It’s a phrase from a Henry James novel. An uptight, square American is in Paris on business, and he finds himself in a low-rent apartment of bohemian artists. People start showing up. So it’s a party. Wine, loose talk. At first, he’s uncomfortable, but soon he starts enjoying himself, and even liking everybody.
He liked the ingenuous compatriots—for two or three others soon gathered; he liked the delicate daubs and the free discriminations. He liked above all the legend of good-humored poverty, of mutual accommodation fairly raised to the romantic.
This newcomer pegs these arty people as “ingenuous,” but of course, he’s the naïve one—just starting to feel the first twinge of growing into a more sophisticated person. A practical man will want to think of himself as hardheaded and pragmatic; he’ll be reluctant to start thinking maybe “poverty” (as he names their situation) could be cheerful, let alone propitious.
Anyway, James’s phrase put me in mind of this other thing I want to say to you both. I want to talk about your generation and how you’ll all be living. At my age, personally, I’ll be dead before the major “correction,” but you two boys will go on living in the direction of the full twenty-first century. It’s going to be an undertaking. My generation won’t be leaving behind an altogether uninhabitable planet, as some warn; but it’s trending that way, and you’ll have to show more fortitude than my contemporaries did. I’m sorry about this. It was great while we enjoyed it. As I’m sure you’ve heard. It was wonderful. Also, I know “showing fortitude” isn’t fun. As an expression, it can sound gallant maybe, but when you’re in the midst of it, fortitude isn’t necessarily a choice you’d make.

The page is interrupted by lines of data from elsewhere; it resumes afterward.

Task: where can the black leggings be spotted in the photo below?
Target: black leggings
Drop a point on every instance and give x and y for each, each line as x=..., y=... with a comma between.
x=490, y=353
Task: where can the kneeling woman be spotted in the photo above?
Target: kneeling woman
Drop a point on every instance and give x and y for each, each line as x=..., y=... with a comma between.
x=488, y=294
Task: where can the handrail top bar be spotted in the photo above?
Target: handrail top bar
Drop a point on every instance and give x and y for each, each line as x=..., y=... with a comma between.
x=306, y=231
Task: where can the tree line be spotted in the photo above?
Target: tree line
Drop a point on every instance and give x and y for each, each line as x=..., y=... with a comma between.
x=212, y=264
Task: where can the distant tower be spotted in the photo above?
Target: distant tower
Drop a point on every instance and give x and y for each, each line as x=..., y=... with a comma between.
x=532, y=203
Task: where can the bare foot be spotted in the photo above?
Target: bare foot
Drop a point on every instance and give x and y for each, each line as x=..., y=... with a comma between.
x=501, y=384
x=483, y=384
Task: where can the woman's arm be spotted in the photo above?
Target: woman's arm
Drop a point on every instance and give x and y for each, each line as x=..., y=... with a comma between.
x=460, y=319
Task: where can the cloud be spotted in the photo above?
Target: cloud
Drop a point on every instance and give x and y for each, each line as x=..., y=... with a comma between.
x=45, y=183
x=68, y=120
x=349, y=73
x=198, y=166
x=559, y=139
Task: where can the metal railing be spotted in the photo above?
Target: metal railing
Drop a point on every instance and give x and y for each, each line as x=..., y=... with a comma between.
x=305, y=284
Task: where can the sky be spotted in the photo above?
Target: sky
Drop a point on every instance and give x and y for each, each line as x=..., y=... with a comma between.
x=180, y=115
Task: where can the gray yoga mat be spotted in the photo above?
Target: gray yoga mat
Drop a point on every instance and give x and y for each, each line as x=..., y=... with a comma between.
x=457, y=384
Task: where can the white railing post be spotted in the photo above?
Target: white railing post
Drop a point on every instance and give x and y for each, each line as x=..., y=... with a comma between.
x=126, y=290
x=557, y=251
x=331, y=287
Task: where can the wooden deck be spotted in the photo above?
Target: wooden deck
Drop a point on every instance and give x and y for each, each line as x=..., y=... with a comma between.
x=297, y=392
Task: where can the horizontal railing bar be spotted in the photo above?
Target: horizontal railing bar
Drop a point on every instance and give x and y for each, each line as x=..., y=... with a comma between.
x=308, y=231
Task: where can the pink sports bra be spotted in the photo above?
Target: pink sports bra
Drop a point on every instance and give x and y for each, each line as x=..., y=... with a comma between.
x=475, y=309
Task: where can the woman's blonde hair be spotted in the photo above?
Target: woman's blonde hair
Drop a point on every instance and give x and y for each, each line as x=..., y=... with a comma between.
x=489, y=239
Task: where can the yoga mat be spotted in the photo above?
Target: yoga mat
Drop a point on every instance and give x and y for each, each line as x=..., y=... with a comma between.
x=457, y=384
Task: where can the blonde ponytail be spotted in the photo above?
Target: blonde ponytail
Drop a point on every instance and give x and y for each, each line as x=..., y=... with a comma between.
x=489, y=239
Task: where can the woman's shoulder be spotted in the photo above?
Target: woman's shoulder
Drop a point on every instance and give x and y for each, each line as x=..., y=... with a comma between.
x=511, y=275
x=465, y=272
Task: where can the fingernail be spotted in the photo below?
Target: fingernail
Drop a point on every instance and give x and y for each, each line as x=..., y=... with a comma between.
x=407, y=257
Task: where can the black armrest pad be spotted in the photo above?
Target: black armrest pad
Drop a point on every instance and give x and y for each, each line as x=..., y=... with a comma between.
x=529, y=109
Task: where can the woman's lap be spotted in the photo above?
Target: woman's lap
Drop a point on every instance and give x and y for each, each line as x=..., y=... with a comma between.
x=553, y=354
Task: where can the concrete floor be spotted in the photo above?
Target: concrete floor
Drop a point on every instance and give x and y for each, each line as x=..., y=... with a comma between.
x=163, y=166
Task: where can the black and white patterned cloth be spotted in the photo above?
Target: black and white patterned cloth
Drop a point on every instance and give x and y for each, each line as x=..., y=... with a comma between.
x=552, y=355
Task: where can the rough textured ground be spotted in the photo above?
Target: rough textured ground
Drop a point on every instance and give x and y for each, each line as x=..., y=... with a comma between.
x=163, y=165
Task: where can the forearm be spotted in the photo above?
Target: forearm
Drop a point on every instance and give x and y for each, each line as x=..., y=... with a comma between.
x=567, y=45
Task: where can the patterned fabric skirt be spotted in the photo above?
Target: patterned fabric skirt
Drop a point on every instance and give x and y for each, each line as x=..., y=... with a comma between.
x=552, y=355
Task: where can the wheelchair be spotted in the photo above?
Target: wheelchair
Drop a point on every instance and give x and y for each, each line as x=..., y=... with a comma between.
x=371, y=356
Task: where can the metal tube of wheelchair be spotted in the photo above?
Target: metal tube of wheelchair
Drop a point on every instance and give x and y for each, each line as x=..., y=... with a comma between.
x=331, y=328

So I want to risk being specific with some advice. This won’t exactly be armchair hypocrisy. You’ve grown up uncomplaining in this makeshift cold house with this abstemious father, among second-rate old defective things, and in this you’ve shown the infinitely generous loyalty of children. I was eighteen, younger than both of you are now, when I read Limits to Growth, and from then on—with the onset of a quiet, low-level panic that never has let up—I started practicing austerities like hitchhiking rather than driving, taking stairs rather than elevators, etc. Which I mostly kept to myself, knowing they were laughable or hopeless. And which I’ve inflicted somewhat on you kids. But I wasn’t entirely wrong. The word uninhabitable does apply already in some places. The whole thing is going to be surprising.
You’re going to have to take an interest in hardship. And start to see “hardship” as perhaps a bracing and essential element (I want to say, an ideal element) of the next hundred years.
The cause of the earth’s ills is our affluence, our species’ affluence. That is, prosperity itself is the blight. People in Uganda and Tanzania, now, are clicking on Add to Cart, and so are people in Bangladesh and India—more all the time, while new markets keep getting penetrated. The environmental squeeze, as it comes along, will hit us in the middle class as an economic crunch. Fixing broken things over and over, being inventive sometimes in creating healthy meals, being patient with ever-more-frequent snafus in government or commerce or technology-and-infrastructure, being prepared for large-scale things to go wrong that have no conventional solutions, coming into livelihoods you’d never rehearsed for. In my own career, learning experiences have turned out to be less irksome than I’d thought they’d be. I’m someone who could never have imagined himself with a chainsaw, or even touching a chainsaw. Or ever having a reason to come anywhere near the sound of a chainsaw. My accomplishments were as an “urban aesthete,” habitué of cappuccino bars. Now we’ve been off-the-grid for many years, and I’ve come to think that the most menial, thorny workbench problems, or daylong labors outdoors, are as rewarding as a good review in the New York Times. Considered objectively, honestly, a good review in the Times is a passing, cloying pang. Walking on the wooden floor I made myself is dependably rewarding. Every morning before dawn, when I’m making coffee, I walk barefoot on that floor.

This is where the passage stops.